Leveraging Prometheus to get MySQL database insights

Published in

Ordergroove Engineering

11 min readJul 28, 2021

Even the most simple implementations often have complex interactions. Multiple services talking to each other and each one of them also talking to one or many backends, databases, external services. It’s a fact you can’t survive (and thrive) in the current state of software development without monitoring, metrics, and eventually alerts: insight is the keyword here, and more often than not will find that the tool you initially deem enough, combined with the practices you have is most likely not cutting it, leaving you in the dark when you need it the most.

Let’s be honest about it. Nobody wants to invest a considerable amount of time (budget) nor it seems reasonable to have more monitoring services than actual application services. But that’s why we have SRE. It’s not about just implementing the latest trends in monitoring solutions, but thinking about which ones, why, and making it as lightweight as possible. And lightweight is not just a matter of the measurable impact it has on your clusters, but also about how easy it is to maintain, how resilient it is and how accurate the information it provides.

In this particular case, the setup was straightforward: k8s and VM based application services, talking to various backends — in our case, MariaDB (a MySQL fork). From time to time (it happens…) we would get database spikes, and with the implemented tooling we had (NewRelic) the information we had was rather partial, raising a red flag but not allowing us to identify who and where, basically. We essentially needed more light into the matter. That’s where Prometheus came in to fill the insights gap.

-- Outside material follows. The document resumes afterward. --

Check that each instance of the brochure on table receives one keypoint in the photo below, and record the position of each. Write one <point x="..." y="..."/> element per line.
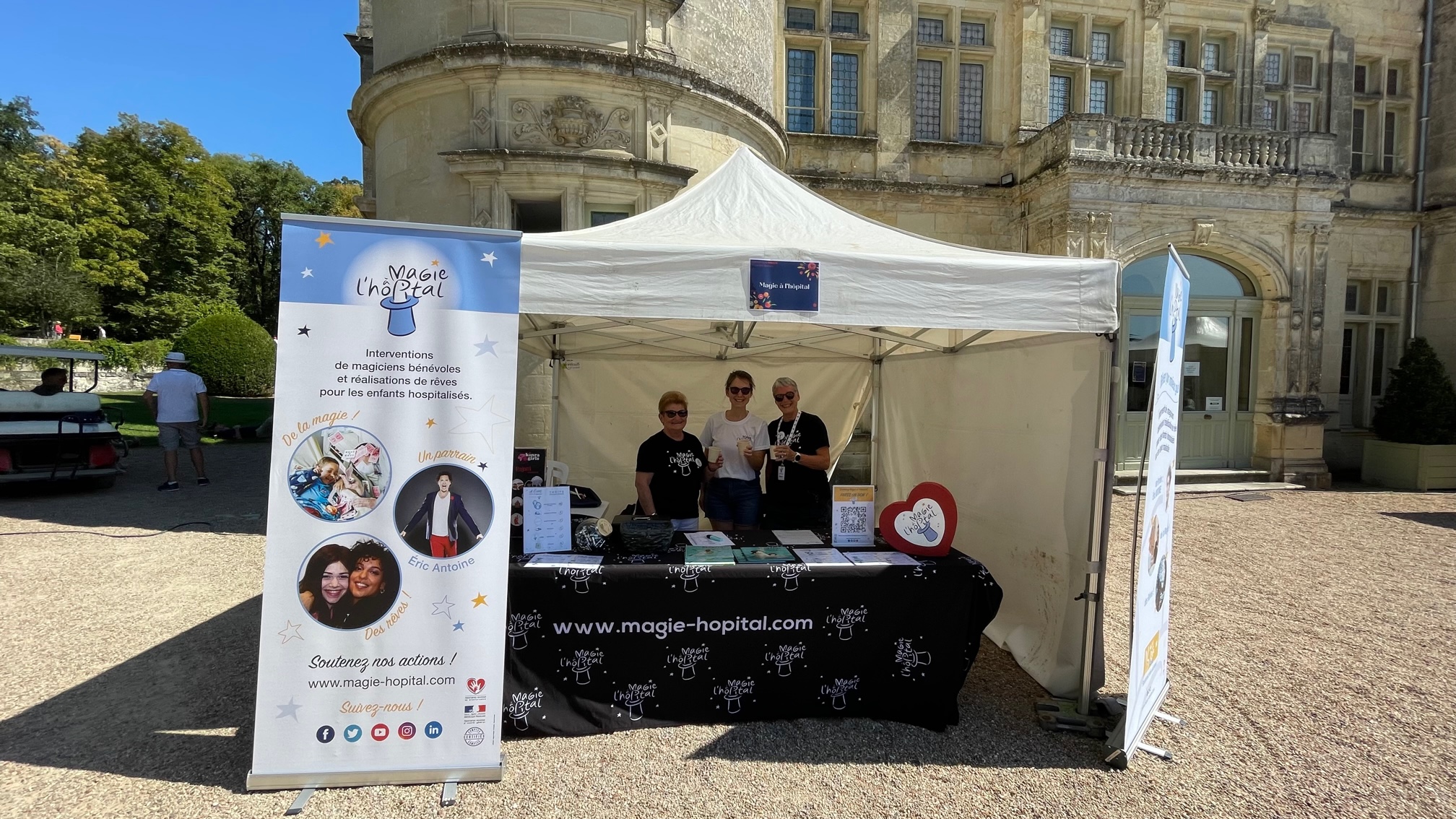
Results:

Prometheus is an open source system monitoring toolkit, and from its many virtues, we cared about these ones:

Multi-dimensional data model. Think of it as a cube matrix. Normally when talking metrics you would have the value itself (i.e., memory usage) over a span of time. That’s two dimensions. Prometheus’ data model allows for faceting over other keys, such as host name, environment, user name. That allows for an easy way of layering related metrics for querying and display, for instance, over the same essential metric.
The query language. Prometheus leverages Prom-QL, which allows querying metric points with built in aggregation functions.
Flexible backend. We wanted to have either a hosted backend solution or host it ourselves, but we should be able to get that aspect out of the way if possible.
Simple configuration and discovery of polling targets. Self explanatory, we wanted to automate as much as possible the installation and configuration of targets to scrape data from.

We did our research and decided to implement a Prometheus server from Helm 3 charts, combined with prometheus-mysql-exporter pods, one for each database we want to monitor. Prometheus gets its data mostly from exporters — sort of intermediate services that gather data from a particular service and present it in a format Prometheus can read and store. There are other ways that Prometheus can get its data but are not covered here. All in all, we had read and heard great things about it, and it pretty much checked all the boxes. We decided to rely on a hosted backend solution to not worry about storage, backups, data cleanups, and to leverage its Grafana dashboards — Grafana is a must to solve our problem!

Here’s a quick diagram on how things turned out:

The implementation was pretty straightforward; we’re deploying Prometheus onto its own namespace: prometheus.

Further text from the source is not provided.